A previous study from the laboratories of Dilip Thomas and Abhay Pandit (National University of Ireland Galway, Galway, Ireland) demonstrated that a shape-controlled three-dimensional collagen-based microgel platform could be tuned to modulate the paracrine responses of human mesenchymal stem cells (MSCs) to boost angiogenesis [1]. Excitingly, the administration of optimized MSC-embedded microgels readily induced vascular repair and functional improvement in a mouse model of critical limb ischemia. 

In their more recent study that expands on their previous work, Thomas et al. now report on how the modulation of the stiffness of the extracellular environment during a microgel-mediated preconditioning period can alter the ability of MSCs and significantly improve therapeutic angiogenesis in a severe rodent model of critical limb ischemia [2].

The authors studied a 96-hour preconditioning stage of MSCs in three-dimensional collagen-based microgels of different stiffness, which they achieved by altering the macromolecular concentration surrounding the cells. Interestingly, altering microgel stiffness offered the ability to “tune” the proangiogenic phenotype of MSCs through induced alterations to cell morphology, extracellular matrix stiffness, and integrin signaling. Interestingly, soft microgels boosted the therapeutic abilities of numbers of cell doses significantly lower than the preclinical standard (50,000). Indeed, the in vivo administration of low numbers of soft microgel-cultured MSCs in a preclinical severe hindlimb ischemia model promoted accelerated de novo blood vessel formation with a reduced inflammatory response, which combined to impede ongoing tissue damage.

Overall, the authors provide evidence that microgel-mediated preconditioning can improve the therapeutic potential of MSCs to the degree that the localized administration of a low cell dose can prompt enhanced results in preclinical hindlimb ischemia studies.

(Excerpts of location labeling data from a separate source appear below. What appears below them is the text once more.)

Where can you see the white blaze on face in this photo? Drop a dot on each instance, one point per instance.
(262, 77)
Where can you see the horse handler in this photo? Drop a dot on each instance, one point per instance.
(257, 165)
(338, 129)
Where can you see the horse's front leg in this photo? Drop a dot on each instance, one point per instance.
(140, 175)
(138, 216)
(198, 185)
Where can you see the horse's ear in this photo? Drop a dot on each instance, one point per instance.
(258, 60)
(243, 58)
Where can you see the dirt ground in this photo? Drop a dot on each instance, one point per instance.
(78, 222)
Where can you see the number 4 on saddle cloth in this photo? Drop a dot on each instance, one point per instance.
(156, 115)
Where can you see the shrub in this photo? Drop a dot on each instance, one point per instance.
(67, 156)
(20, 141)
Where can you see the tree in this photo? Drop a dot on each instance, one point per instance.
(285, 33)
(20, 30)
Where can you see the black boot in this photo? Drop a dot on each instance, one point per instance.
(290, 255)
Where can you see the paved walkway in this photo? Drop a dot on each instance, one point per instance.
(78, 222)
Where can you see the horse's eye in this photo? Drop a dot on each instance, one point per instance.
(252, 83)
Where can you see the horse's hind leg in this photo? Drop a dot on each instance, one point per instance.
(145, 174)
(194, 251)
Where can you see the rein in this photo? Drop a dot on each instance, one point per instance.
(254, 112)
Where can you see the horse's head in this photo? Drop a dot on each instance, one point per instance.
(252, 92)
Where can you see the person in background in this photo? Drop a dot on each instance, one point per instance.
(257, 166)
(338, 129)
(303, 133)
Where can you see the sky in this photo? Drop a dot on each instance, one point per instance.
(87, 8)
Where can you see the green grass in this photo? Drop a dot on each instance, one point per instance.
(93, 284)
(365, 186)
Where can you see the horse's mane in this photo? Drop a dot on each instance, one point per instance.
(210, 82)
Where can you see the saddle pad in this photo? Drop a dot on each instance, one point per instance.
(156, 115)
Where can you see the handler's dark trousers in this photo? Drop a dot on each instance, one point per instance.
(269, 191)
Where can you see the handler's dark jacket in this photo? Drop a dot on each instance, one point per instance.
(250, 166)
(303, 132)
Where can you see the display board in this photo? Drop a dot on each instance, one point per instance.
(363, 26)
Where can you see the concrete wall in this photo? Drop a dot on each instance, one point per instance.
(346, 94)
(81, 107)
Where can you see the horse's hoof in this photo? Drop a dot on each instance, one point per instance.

Importantly, low cell dose administration represents a promising treatment option that would aid faster tissue repair and reperfusion in “no-option” patients suffering from peripheral arterial diseases. 

The team notes that their subsequent studies will investigate how the MSC extracellular matrix composition alters during microgel-mediated preconditioning and how extracellular matrix mechanics impact the expression of cellular receptors. Additionally, the authors anticipate that their platform can be employed to replicate native cellular microenvironments that will enhance the regenerative capacity of a range of stem cell types.

For more on how enhanced culture substrates can boost stem cell-based regenerative therapies, stay tuned to the Stem Cells Portal!

References

  1. Thomas D, Fontana G, Chen X, et al., A shape-controlled tuneable microgel platform to modulate angiogenic paracrine responses in stem cells. Biomaterials 2014;35:8757-8766.
  2. Thomas D, Marsico G, Mohd Isa IL, et al., Temporal changes guided by mesenchymal stem cells on a 3D microgel platform enhance angiogenesis in vivo at a low-cell dose. Proceedings of the National Academy of Sciences 2020;117:19033.